“Would you like to wait until things get back to normal for your retirement party or shall we do it on Zoom?” Waiting for normality in September when I was asked this question could mean waiting until most of my colleagues had retired so I chose Zoom and tried to be gracious about it. Life events like retirement are as important for the organisation as they are for the individual. Somehow we all need closure. Zoom was the least worst option: somewhat ironic after nearly thirty years teaching Medical Ethics where the least worst option is the one to choose.
I had used Zoom for teaching: it worked well with students I had taught in person. I had used it for an online party for graduating medical students. It was a poor substitute for their graduation ball but it gave each of them the chance, if they chose, to relate a brief anecdote about their time in Newcastle.
As always at a retirement event, the people whom you have upset don’t come and you are offered an inflated sense of your own worth but basking in this illusion is pleasant. The more formal atmosphere enabled a much larger number of people to remind me in brief unscripted speeches of some episodes I had forgotten. I missed the opportunity for conversations with individuals. Asking people about their parent’s dementia, their child’s troubles, their bereavement, cancer, depression or divorce in front of an audience starved of entertainment by Covid-19 would probably be inappropriate, although I did not test this hypothesis.

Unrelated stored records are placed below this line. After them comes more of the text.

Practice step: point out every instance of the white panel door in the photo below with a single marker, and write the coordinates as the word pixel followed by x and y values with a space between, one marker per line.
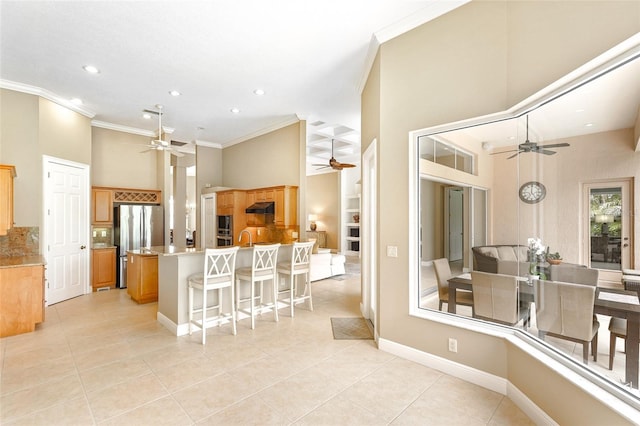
pixel 66 232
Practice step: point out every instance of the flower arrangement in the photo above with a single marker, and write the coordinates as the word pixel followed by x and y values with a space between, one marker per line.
pixel 535 254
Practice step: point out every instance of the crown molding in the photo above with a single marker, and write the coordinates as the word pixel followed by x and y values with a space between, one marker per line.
pixel 208 144
pixel 120 128
pixel 432 11
pixel 287 122
pixel 38 91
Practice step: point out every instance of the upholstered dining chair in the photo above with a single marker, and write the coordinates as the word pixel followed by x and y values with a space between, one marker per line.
pixel 299 264
pixel 572 274
pixel 618 326
pixel 496 298
pixel 565 311
pixel 443 274
pixel 218 274
pixel 263 268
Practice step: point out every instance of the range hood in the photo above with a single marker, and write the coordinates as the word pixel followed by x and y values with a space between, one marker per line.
pixel 262 208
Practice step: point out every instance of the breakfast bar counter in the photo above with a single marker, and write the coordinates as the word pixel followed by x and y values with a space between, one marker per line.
pixel 175 265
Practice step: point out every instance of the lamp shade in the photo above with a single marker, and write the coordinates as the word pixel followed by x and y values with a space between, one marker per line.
pixel 604 218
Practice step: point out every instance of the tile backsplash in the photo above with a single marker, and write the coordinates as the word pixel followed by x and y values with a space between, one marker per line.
pixel 20 241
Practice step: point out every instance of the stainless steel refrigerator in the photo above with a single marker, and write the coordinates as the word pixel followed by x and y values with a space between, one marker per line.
pixel 135 227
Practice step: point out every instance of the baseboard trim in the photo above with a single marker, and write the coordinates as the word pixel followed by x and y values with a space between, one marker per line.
pixel 471 375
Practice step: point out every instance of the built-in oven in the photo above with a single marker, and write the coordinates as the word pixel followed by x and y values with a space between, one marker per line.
pixel 225 231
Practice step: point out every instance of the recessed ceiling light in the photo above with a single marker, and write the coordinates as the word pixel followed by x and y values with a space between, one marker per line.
pixel 91 69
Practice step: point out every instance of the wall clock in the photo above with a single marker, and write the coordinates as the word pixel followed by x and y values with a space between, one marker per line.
pixel 532 192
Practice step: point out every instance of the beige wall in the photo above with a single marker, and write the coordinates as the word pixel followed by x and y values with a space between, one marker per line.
pixel 268 160
pixel 118 160
pixel 478 59
pixel 30 128
pixel 323 199
pixel 557 219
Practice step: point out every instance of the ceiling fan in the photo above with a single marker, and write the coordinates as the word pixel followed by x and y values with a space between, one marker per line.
pixel 160 144
pixel 333 163
pixel 529 146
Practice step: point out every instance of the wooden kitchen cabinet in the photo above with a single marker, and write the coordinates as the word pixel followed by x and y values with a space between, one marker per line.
pixel 286 200
pixel 101 206
pixel 22 296
pixel 7 174
pixel 142 277
pixel 103 268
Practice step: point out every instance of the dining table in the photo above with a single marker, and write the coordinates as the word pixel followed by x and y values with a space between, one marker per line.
pixel 608 301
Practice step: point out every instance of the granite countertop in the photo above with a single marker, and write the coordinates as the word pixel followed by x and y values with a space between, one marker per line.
pixel 19 261
pixel 176 251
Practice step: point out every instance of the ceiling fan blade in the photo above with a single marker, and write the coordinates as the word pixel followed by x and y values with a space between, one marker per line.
pixel 504 152
pixel 514 155
pixel 554 145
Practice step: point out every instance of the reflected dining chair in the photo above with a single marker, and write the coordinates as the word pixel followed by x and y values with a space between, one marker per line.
pixel 443 274
pixel 618 326
pixel 496 298
pixel 299 264
pixel 263 268
pixel 218 274
pixel 565 311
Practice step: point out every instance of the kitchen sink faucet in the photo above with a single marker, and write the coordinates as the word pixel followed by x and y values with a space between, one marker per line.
pixel 248 233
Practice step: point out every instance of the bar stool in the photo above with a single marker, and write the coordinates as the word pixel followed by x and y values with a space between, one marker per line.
pixel 298 265
pixel 218 273
pixel 263 268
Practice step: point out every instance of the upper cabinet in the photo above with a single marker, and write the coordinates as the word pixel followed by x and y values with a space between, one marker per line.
pixel 286 200
pixel 102 199
pixel 102 206
pixel 7 173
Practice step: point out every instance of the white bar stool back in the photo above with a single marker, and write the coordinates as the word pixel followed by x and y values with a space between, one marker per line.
pixel 263 269
pixel 218 273
pixel 300 264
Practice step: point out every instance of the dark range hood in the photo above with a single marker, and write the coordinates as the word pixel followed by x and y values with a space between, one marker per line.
pixel 262 208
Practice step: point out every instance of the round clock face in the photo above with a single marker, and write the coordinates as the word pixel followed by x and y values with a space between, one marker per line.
pixel 532 192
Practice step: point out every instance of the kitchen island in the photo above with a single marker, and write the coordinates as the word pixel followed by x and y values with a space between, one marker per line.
pixel 21 294
pixel 175 265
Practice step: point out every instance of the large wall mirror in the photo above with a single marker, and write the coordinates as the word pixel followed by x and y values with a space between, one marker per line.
pixel 557 179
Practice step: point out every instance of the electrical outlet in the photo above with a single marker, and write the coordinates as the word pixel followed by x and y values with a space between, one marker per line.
pixel 453 345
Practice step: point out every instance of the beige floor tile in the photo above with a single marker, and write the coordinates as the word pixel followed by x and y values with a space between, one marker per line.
pixel 14 379
pixel 250 411
pixel 509 414
pixel 112 374
pixel 72 412
pixel 115 400
pixel 164 411
pixel 188 372
pixel 338 411
pixel 212 395
pixel 39 397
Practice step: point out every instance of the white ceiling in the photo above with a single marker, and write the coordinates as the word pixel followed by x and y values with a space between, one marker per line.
pixel 310 58
pixel 609 102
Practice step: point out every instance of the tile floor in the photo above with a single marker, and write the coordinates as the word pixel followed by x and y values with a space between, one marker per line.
pixel 574 350
pixel 103 359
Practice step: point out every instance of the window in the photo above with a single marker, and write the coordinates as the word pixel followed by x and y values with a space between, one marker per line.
pixel 440 152
pixel 530 146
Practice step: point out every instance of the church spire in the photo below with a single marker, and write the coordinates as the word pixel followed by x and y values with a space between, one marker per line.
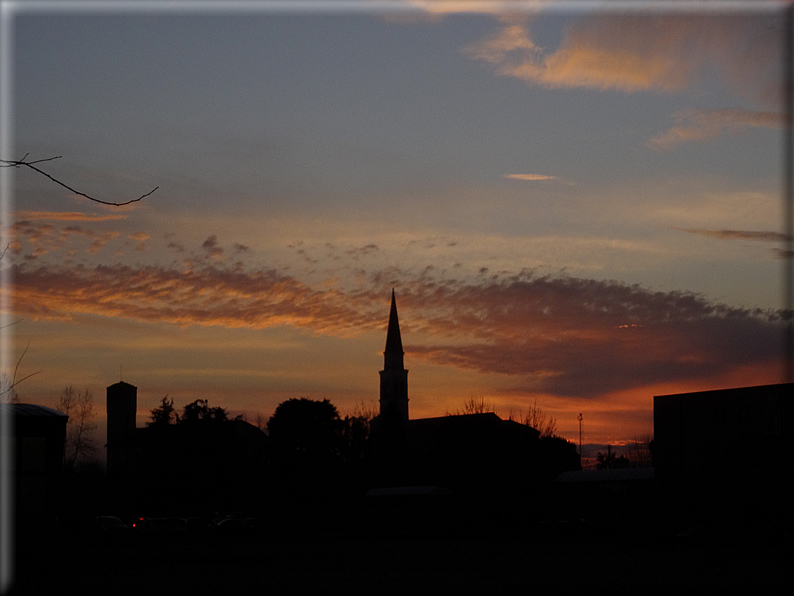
pixel 393 355
pixel 394 377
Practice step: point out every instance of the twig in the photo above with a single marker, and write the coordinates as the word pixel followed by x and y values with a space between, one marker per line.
pixel 5 163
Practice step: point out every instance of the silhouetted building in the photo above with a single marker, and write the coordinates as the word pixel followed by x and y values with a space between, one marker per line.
pixel 122 405
pixel 479 454
pixel 37 442
pixel 725 453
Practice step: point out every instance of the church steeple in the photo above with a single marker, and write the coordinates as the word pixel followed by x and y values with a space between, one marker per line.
pixel 394 377
pixel 393 355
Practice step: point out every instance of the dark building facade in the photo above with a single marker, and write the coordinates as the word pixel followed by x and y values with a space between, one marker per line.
pixel 37 440
pixel 474 453
pixel 122 405
pixel 725 453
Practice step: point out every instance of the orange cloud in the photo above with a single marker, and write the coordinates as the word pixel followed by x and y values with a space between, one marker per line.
pixel 762 236
pixel 555 335
pixel 45 237
pixel 643 52
pixel 530 177
pixel 695 125
pixel 65 216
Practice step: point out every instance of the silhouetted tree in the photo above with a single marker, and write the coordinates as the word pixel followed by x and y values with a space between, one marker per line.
pixel 641 452
pixel 199 411
pixel 79 407
pixel 165 414
pixel 16 163
pixel 8 383
pixel 536 418
pixel 476 404
pixel 306 427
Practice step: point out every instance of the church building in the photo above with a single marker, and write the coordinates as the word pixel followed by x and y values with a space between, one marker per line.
pixel 454 450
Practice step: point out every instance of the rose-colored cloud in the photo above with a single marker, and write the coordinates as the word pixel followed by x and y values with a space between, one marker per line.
pixel 45 237
pixel 633 53
pixel 65 216
pixel 531 177
pixel 556 335
pixel 762 236
pixel 695 125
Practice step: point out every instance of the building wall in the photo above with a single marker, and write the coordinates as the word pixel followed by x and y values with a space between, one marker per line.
pixel 724 452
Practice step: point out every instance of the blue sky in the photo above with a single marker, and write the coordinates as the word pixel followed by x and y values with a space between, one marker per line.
pixel 532 185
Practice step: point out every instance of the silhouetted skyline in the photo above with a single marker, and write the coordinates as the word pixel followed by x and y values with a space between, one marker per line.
pixel 578 211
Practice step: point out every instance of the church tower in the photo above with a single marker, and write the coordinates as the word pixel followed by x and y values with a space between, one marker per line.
pixel 394 377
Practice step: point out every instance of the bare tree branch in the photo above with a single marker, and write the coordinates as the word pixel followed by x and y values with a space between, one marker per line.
pixel 5 163
pixel 9 390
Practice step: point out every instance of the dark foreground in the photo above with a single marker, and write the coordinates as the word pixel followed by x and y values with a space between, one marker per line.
pixel 328 565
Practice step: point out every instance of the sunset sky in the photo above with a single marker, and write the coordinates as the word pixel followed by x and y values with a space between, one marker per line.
pixel 578 210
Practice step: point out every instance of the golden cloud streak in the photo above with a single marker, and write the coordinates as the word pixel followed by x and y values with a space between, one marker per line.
pixel 64 216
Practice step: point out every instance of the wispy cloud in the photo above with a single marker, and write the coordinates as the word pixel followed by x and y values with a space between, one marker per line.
pixel 560 335
pixel 530 177
pixel 763 236
pixel 538 178
pixel 632 53
pixel 696 125
pixel 45 237
pixel 64 216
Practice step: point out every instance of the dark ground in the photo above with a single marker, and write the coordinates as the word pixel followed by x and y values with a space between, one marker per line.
pixel 406 566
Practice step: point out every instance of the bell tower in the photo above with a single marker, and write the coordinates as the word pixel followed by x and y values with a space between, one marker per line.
pixel 394 377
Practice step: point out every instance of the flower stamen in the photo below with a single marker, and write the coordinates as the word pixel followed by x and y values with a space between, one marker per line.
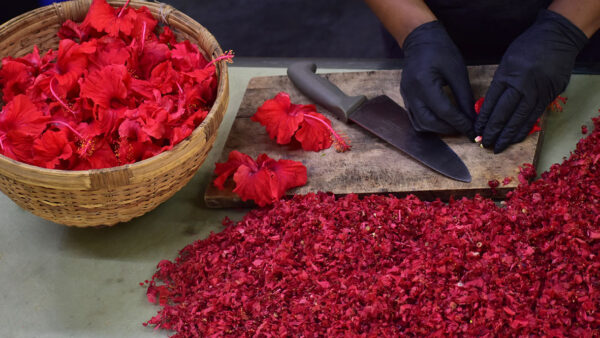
pixel 340 142
pixel 122 9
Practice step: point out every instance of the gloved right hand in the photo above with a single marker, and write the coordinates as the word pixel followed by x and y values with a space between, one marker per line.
pixel 431 61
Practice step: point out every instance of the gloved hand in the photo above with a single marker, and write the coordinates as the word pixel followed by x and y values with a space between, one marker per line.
pixel 432 61
pixel 535 68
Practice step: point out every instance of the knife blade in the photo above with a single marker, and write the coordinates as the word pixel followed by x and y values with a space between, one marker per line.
pixel 381 116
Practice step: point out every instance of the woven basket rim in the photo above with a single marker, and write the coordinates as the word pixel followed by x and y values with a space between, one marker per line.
pixel 221 68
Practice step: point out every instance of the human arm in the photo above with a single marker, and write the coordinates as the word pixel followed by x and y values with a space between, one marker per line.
pixel 431 61
pixel 534 70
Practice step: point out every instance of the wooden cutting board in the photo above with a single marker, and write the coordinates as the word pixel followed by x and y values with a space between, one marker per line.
pixel 372 166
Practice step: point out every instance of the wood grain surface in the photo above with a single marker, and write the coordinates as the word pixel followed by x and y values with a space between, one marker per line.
pixel 372 166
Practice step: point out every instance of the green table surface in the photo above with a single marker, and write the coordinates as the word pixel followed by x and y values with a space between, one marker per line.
pixel 58 281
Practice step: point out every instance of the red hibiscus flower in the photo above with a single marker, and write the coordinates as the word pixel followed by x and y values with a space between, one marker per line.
pixel 52 148
pixel 283 118
pixel 264 181
pixel 104 18
pixel 20 123
pixel 110 93
pixel 107 87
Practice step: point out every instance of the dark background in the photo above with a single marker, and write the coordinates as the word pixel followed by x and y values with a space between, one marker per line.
pixel 337 28
pixel 282 28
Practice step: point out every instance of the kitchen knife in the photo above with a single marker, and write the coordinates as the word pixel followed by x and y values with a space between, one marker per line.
pixel 382 117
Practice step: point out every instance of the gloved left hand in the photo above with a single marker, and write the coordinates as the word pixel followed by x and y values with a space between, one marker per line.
pixel 533 71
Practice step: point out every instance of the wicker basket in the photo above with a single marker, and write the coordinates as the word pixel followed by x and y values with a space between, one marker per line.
pixel 107 196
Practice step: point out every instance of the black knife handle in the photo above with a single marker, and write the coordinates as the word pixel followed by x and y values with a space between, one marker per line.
pixel 323 92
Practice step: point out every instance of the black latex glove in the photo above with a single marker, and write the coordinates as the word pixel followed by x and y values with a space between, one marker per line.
pixel 535 68
pixel 431 60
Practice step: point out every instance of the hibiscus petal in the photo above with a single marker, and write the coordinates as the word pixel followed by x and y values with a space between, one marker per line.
pixel 103 18
pixel 15 78
pixel 226 169
pixel 280 117
pixel 314 134
pixel 289 173
pixel 23 116
pixel 107 86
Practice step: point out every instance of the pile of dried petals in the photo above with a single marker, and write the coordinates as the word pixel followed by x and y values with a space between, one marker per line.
pixel 115 92
pixel 320 266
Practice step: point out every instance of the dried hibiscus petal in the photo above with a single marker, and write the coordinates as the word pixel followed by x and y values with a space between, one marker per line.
pixel 124 92
pixel 320 265
pixel 284 120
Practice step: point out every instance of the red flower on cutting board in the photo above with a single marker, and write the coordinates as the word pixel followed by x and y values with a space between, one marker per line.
pixel 265 180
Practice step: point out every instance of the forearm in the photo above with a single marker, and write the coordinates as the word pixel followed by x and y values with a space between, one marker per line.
pixel 400 17
pixel 584 14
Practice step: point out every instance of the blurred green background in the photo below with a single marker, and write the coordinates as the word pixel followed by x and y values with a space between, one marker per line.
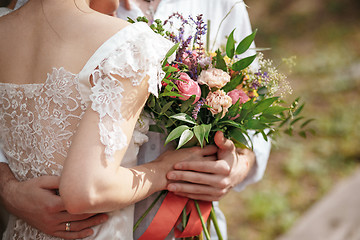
pixel 324 35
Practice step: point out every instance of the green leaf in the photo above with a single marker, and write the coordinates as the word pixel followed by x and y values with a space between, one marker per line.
pixel 298 110
pixel 245 43
pixel 166 107
pixel 268 118
pixel 306 122
pixel 302 134
pixel 243 63
pixel 230 45
pixel 184 117
pixel 156 128
pixel 238 135
pixel 236 81
pixel 151 101
pixel 234 109
pixel 130 20
pixel 264 135
pixel 174 134
pixel 186 136
pixel 186 104
pixel 264 104
pixel 200 134
pixel 296 120
pixel 229 123
pixel 275 110
pixel 207 129
pixel 172 50
pixel 220 62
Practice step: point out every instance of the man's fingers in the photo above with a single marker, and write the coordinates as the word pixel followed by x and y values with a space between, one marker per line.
pixel 203 197
pixel 67 217
pixel 222 142
pixel 190 190
pixel 74 235
pixel 220 167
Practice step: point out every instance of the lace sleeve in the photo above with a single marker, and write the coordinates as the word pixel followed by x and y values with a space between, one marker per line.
pixel 134 60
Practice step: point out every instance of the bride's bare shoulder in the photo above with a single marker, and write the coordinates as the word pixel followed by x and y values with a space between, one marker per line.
pixel 101 26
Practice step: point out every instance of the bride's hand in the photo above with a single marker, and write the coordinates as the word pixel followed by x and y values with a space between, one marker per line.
pixel 35 201
pixel 210 180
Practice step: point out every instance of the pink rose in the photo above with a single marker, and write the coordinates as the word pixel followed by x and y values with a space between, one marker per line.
pixel 240 95
pixel 214 78
pixel 188 87
pixel 219 102
pixel 188 57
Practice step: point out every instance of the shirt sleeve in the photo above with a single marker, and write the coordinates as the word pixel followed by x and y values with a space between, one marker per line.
pixel 261 149
pixel 135 54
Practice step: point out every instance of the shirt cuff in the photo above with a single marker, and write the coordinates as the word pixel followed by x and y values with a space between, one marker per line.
pixel 261 149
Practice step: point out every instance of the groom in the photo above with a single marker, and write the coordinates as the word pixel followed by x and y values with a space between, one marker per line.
pixel 38 209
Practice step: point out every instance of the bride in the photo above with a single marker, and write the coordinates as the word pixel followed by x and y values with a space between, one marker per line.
pixel 73 83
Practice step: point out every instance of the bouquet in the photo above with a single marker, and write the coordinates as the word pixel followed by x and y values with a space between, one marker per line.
pixel 204 92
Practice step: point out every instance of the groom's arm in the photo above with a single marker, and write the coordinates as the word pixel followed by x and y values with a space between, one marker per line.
pixel 36 202
pixel 211 180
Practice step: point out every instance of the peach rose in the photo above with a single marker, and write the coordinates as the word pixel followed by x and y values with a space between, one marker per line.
pixel 188 87
pixel 214 78
pixel 219 102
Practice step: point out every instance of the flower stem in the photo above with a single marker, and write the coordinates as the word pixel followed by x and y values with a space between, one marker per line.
pixel 148 210
pixel 216 225
pixel 207 235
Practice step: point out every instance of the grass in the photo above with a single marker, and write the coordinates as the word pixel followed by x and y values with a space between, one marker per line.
pixel 327 77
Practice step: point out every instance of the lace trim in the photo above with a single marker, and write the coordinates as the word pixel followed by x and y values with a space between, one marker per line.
pixel 134 59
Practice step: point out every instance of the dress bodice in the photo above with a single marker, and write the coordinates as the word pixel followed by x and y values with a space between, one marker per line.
pixel 38 121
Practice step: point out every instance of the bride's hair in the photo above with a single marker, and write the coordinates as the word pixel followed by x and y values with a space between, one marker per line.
pixel 4 3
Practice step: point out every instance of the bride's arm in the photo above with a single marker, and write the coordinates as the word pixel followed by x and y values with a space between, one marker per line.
pixel 91 183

An unexpected bonus was that more people came. I had wondered whether the uncertain quality of the online wine would keep people away. What happened was that people could avoid a drive and the struggle to find a place to park. They didn’t get wet scurrying from the car. They could surreptitiously scan emails, as can students: the way to avoid detection is not to laugh at an email until you hear the punchline of a joke being told on Zoom. They could put a note in the chat box and leave when they wanted: no awkward realisation that they will miss their bus if they stay to hear the remainder of your interminable speech and that they have failed to position themselves close enough to the door. Another bonus is the camaraderie of the chorus of voices shouting, “You’re muted”.
I haven’t yet had a long enough experience of retirement to say whether I would recommend it, but I would recommend going out with a Zoom.